DinS Written in 2017/12/8
BFS (breadth-first search)
The strategy of BFS can be summarized as below:
First chosen neighbor, first to visit.
This should remind you of queue’s FIFO. Yes, we actually use a queue to implement BFS.
Let’s see a concrete example below. This is a digraph with initial setup.
As a random choice, we’ll start from vertex B this time. To help understanding, I’ll add a queue to the left to denote chosen neighbors.
Vertex B is chosen as a candidate. We check B’s neighbors and push them in the queue. For this step they are C and D. Notice that there’s no absolute order for neighbors being pushed. We’ll use alphabet order here.
B is visited. According to BFS’s rule, we’ll choose C as the next candidate. In a more strict sense, we dequeue and the vertex we get will be the next candidate.
C is visited, and since it has no neighbor, we don’t need to enqueue. The next candidate we get is D. D has two neighbors A and F. We push them in the queue.
D is visited. The next candidate is A. A has two neighbors B and E. But notice that B is already visited. In graph search we will only visit the same vertex once, so we’ll just push E in the queue. And as an additional operation we’ll cut the edge from A to B.
A is visited, edge AB is cut. The next candidate we get from dequeue is F. F has noneighbor so this is an easy case.
F is visited. The next to visit is E. E has two neighbors D and G. Since D is visited we’ll only push G in the queue and cut the edge ED.
E is visited. The next is G. G has only one neighbor F but F is visited. As a result we’ll push no vertex in the queue and cut the edge GF.
Now that there’s no vertex in the queue, we’re done. Let’s see what we’ve got. If we tweak the graph a bit, changing vertexes’ position without touching connections, we can actually get this.
What we got is a tree. This is called BFS tree. Operating on a tree is much easier than on a graph. That’s the meaning of graph search.
You’ve probably figured out that if we start from different vertex, we can get different tree. That’s true. This time let’s start from vertex A as an example. It’s also a good opportunity to check if you’ve understood BFS.
Notice here that D is problematic.

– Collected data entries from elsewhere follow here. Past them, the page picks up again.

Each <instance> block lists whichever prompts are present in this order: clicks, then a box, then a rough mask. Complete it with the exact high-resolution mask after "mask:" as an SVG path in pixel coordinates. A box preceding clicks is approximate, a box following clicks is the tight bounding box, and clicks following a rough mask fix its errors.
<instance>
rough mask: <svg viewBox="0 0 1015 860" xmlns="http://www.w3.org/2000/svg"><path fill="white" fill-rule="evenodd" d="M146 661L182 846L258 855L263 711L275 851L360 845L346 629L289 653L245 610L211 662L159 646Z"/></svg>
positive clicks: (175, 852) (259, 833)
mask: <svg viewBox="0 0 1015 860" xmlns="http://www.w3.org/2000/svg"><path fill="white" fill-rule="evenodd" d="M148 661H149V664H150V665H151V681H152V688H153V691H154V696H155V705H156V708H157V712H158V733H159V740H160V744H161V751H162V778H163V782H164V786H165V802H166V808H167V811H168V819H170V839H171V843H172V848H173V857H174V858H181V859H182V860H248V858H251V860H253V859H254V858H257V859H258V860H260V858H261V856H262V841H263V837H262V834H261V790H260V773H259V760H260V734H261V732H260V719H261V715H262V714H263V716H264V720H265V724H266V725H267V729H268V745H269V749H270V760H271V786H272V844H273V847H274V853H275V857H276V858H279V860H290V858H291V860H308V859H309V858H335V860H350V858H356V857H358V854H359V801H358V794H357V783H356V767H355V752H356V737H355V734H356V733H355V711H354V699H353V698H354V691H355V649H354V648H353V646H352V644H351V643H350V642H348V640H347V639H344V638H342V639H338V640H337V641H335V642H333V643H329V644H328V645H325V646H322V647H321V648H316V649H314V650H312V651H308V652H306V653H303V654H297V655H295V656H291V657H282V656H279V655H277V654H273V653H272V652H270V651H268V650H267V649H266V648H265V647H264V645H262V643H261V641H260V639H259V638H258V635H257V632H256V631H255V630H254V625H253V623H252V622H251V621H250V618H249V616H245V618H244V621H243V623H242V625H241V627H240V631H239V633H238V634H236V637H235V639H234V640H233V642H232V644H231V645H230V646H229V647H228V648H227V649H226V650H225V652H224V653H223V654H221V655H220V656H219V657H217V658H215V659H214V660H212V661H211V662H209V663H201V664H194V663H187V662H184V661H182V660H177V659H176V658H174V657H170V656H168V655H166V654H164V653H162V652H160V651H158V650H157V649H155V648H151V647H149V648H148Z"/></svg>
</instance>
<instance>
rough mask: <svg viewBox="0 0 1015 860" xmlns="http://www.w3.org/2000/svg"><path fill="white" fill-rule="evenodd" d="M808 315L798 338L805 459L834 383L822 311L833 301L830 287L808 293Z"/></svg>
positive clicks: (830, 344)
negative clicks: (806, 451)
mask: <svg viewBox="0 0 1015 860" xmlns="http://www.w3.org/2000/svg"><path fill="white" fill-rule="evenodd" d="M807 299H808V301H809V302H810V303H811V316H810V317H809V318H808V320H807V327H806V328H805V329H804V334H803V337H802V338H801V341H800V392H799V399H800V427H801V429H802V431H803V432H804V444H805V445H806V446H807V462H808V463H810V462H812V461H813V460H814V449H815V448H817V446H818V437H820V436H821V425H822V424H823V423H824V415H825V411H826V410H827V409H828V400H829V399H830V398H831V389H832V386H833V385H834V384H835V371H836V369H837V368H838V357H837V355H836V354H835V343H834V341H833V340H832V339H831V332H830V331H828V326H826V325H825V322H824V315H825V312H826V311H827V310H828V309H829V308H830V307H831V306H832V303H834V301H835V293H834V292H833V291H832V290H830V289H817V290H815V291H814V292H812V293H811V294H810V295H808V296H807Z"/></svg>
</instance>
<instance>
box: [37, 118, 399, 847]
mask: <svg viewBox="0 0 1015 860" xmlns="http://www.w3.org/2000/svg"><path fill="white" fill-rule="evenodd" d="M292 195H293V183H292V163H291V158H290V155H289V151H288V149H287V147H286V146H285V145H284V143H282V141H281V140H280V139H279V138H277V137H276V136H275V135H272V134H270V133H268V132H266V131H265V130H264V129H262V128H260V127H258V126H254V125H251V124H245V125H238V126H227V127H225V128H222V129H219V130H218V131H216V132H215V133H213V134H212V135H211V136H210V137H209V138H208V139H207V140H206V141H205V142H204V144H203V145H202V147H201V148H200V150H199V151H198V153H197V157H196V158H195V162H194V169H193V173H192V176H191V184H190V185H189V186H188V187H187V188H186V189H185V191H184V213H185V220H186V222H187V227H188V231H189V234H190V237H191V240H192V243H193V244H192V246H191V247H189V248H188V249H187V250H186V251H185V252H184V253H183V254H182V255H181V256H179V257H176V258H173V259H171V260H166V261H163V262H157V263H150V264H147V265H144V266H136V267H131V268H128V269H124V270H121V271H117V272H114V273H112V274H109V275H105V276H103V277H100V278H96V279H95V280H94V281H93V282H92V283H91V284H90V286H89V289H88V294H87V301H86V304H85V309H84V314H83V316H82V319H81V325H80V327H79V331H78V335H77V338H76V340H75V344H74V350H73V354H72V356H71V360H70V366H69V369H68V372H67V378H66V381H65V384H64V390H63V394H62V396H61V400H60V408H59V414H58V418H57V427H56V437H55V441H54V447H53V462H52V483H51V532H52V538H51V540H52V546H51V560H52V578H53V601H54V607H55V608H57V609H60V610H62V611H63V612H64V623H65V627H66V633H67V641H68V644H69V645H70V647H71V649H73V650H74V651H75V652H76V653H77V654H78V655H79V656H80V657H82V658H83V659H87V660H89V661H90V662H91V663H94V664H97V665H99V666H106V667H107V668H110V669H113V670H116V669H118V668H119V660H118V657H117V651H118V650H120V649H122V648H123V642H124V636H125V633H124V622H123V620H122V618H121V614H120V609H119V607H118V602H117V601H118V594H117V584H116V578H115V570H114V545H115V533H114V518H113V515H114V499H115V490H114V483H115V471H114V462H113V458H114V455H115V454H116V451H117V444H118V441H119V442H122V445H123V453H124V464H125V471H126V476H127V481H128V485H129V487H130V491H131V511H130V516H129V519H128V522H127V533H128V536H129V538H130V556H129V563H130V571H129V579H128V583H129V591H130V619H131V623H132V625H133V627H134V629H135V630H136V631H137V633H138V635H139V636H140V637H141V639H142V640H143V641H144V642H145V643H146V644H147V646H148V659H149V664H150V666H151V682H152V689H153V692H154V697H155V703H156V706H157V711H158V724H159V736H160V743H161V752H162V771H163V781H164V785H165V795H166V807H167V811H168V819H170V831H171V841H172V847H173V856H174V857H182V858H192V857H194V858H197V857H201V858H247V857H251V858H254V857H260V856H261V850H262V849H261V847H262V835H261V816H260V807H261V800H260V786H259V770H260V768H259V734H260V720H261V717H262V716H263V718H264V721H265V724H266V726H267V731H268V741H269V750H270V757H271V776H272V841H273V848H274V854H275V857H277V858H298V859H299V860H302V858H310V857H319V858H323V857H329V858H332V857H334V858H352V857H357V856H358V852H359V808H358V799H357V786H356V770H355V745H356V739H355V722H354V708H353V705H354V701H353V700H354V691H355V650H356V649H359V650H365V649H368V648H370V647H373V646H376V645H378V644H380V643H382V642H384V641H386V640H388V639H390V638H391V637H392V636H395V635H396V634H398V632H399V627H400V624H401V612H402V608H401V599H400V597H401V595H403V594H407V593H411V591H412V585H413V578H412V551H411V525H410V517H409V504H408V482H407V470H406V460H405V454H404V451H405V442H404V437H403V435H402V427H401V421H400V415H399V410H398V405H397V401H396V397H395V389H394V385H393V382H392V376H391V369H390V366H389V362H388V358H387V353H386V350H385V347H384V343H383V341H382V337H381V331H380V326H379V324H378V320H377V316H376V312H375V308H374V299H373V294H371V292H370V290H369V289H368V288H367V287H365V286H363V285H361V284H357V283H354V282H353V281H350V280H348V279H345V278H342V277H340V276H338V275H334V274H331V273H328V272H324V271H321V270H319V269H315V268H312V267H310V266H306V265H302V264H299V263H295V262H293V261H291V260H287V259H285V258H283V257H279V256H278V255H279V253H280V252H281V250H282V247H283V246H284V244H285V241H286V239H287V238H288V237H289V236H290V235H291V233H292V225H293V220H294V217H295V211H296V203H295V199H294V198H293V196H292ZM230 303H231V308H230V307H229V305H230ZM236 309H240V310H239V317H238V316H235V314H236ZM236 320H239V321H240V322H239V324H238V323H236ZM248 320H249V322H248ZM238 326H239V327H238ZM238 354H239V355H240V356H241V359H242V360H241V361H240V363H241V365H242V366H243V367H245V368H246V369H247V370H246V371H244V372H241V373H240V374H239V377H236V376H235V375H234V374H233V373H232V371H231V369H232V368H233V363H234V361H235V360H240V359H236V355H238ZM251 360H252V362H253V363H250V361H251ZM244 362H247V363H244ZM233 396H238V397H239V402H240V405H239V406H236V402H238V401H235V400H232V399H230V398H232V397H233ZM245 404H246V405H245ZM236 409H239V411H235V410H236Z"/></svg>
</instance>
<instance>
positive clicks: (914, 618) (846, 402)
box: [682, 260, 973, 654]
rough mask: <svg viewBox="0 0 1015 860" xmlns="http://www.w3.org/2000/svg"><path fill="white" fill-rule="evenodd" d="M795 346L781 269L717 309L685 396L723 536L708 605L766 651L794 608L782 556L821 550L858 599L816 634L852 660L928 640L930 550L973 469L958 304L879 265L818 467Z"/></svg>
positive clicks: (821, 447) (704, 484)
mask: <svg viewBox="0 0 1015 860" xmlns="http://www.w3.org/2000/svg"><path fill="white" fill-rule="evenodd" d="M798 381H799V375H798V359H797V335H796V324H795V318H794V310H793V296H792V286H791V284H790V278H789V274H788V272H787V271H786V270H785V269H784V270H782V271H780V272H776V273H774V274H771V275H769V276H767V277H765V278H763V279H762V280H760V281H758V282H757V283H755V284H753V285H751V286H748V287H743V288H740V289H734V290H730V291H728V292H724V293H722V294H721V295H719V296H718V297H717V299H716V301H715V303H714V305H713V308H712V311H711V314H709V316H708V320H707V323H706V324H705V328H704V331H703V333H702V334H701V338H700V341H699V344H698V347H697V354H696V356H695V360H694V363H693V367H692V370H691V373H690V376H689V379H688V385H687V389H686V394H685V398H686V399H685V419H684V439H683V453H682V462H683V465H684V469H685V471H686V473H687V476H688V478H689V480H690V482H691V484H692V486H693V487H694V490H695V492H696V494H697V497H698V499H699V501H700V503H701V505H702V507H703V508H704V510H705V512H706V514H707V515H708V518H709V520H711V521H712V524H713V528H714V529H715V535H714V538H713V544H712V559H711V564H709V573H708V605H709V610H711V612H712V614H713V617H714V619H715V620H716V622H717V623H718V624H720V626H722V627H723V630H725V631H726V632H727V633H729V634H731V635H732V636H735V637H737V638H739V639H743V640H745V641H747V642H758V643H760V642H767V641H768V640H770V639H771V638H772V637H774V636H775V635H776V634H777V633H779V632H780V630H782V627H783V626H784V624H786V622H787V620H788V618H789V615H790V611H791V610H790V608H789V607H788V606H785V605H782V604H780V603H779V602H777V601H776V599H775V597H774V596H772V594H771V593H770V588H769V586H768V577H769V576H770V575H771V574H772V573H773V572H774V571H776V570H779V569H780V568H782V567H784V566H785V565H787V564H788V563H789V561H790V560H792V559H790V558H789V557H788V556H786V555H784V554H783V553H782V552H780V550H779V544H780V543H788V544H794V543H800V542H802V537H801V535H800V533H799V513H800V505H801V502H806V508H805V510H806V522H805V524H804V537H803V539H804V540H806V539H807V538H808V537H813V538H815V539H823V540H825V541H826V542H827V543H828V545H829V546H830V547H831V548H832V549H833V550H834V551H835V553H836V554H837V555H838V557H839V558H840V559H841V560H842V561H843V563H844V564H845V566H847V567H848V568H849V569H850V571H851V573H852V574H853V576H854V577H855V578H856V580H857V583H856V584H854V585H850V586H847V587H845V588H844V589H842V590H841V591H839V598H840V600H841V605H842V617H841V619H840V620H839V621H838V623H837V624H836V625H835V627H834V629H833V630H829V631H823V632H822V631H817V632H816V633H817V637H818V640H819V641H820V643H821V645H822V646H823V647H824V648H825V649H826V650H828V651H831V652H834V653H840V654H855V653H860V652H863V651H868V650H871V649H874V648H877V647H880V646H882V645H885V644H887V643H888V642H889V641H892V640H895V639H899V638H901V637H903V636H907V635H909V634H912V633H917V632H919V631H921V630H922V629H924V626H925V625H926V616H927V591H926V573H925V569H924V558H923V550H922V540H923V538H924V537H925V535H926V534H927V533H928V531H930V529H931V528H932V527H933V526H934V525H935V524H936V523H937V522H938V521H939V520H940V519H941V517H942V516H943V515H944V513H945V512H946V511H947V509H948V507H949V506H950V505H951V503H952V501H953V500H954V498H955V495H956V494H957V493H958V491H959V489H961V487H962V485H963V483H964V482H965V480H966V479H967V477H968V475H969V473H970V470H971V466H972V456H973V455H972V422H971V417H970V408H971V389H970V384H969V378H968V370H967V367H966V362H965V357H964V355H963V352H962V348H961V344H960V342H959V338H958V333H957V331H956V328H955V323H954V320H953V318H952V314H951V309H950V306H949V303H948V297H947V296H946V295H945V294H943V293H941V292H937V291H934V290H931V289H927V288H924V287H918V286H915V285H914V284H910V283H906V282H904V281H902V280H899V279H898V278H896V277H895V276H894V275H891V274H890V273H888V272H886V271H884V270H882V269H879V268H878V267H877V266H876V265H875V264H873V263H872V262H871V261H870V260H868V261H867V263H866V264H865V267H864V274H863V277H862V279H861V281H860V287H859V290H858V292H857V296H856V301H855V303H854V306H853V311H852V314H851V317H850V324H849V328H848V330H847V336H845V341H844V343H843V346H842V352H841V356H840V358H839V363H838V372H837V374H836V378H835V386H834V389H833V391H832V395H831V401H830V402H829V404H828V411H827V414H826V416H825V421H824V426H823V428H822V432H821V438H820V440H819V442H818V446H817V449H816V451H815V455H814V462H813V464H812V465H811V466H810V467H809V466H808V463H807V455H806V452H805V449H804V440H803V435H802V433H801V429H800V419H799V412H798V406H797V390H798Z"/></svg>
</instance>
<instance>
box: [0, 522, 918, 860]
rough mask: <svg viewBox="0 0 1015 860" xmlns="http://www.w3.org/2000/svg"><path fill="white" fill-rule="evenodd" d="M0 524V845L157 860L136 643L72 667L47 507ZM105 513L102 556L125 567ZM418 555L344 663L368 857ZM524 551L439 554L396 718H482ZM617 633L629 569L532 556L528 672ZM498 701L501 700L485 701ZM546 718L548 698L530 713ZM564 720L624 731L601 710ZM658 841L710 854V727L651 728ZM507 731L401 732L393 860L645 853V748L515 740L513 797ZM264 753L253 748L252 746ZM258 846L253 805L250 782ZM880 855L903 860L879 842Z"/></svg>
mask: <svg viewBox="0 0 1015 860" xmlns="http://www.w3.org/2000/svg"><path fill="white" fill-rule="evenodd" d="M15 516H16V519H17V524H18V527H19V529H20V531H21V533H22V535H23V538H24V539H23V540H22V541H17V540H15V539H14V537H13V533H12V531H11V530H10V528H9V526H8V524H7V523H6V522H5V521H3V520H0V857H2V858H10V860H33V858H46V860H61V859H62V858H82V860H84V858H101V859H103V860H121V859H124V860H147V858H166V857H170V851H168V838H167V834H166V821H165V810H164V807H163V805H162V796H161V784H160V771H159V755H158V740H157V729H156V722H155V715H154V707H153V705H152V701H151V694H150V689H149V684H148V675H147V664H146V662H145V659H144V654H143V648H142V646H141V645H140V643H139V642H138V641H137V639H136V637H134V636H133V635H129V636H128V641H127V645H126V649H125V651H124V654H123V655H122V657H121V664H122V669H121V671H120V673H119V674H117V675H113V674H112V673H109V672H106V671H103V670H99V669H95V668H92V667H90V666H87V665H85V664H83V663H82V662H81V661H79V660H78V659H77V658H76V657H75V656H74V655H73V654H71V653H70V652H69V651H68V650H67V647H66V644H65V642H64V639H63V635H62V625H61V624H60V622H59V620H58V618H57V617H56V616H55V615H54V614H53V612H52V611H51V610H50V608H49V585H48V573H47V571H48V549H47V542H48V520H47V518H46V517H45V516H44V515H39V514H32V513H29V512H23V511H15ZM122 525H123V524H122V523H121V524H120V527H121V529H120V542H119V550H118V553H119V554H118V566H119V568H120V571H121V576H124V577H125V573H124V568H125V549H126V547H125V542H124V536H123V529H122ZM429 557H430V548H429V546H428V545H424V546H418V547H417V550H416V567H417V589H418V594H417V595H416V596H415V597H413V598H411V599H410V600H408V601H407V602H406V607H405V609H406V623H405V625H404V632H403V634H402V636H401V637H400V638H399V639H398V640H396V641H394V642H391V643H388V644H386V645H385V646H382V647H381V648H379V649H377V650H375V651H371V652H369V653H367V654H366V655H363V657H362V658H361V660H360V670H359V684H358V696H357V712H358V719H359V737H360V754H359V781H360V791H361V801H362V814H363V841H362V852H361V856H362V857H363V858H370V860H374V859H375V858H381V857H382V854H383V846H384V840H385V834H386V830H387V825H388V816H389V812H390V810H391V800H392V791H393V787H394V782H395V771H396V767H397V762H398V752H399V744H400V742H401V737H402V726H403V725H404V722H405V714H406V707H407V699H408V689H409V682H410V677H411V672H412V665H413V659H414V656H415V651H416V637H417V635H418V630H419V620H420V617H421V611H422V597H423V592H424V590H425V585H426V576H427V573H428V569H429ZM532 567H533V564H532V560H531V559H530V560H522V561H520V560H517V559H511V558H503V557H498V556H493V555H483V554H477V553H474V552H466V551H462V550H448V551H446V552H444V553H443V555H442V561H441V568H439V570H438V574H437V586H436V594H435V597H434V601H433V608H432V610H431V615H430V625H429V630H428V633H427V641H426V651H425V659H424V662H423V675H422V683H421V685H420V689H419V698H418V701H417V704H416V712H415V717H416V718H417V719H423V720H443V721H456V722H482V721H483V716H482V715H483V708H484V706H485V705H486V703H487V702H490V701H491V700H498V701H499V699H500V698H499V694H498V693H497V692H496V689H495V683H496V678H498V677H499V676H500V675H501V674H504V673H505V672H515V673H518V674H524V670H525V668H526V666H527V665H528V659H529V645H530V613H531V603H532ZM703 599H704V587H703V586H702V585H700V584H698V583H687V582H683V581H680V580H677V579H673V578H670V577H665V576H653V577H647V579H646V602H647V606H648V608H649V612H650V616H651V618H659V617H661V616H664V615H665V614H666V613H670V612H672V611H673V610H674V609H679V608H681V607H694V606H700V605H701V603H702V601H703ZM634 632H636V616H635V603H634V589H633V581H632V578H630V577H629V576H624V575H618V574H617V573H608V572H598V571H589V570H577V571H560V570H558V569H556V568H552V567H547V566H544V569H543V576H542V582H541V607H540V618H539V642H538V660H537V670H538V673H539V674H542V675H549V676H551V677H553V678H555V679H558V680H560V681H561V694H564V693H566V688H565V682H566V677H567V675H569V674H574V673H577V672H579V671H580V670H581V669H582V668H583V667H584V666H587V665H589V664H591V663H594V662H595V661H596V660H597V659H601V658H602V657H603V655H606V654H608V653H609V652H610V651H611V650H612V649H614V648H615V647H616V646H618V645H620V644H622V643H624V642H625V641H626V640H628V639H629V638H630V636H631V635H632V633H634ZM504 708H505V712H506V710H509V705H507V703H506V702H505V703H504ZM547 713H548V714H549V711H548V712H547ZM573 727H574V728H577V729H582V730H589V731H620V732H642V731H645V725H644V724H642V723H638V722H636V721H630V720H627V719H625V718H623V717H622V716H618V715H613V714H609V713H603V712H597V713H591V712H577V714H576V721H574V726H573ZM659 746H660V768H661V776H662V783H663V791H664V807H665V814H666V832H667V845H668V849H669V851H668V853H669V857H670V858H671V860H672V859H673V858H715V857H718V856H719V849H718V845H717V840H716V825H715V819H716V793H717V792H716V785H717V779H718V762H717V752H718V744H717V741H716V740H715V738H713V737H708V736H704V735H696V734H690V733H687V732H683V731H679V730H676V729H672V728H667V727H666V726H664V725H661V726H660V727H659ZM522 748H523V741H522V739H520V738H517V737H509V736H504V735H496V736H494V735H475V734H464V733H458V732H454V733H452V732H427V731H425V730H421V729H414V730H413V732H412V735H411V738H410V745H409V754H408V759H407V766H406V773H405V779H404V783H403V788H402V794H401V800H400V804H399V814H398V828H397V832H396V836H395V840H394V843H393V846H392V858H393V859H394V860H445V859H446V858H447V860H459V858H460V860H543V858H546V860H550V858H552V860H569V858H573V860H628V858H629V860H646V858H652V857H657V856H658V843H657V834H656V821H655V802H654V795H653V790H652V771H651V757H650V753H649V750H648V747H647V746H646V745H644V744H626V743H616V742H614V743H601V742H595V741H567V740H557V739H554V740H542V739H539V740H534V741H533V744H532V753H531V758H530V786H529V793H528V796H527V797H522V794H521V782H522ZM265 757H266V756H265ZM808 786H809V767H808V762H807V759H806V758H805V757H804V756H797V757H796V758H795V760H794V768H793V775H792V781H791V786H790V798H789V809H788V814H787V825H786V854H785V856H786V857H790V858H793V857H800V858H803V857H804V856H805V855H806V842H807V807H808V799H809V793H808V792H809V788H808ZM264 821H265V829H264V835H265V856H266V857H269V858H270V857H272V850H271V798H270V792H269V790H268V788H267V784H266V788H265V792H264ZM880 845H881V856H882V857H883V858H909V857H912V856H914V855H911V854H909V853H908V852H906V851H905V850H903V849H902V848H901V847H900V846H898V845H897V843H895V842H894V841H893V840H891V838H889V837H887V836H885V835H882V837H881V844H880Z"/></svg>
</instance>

This is because D is both B and E’s neighbor and by this time D is not visited yet. Using previous method, we’ll push D in the queue so that there’re two Ds. This is not correct, however. Strictly speaking, D should be counted as discovered but not visited. Vertexes that are already in the queue but not visited are all like this. We don’t push discovered vertexes in the queue. That means we need to check in advance.
In a more programming sense, each vertex in BFS has a status: undiscovered, discovered or visited. We only push undiscovered vertexes in the queue, and then mark them as discovered. This will avoid the above problem.
So in this case, D is discovered as B’s neighbor. As a result, E will only push G in the queue and cut the edge ED.
The same story happens here for F. F is discovered but not visited, so G will not push F in the queue and will cut edge GF.
In the end we get this BFS tree.
One more notice. Sometimes if you start from certain vertex, you can’t get to the whole graph. Doing graph search using BFS actually means apply BFS to each vertex. This will cause many vertexes to become visited. After one round BFS, check the next vertex. If the vertex is already visited, skip it. In this way we can assure that all vertexes are visited once and only once.
I hope BFS isn’t too hard to understand.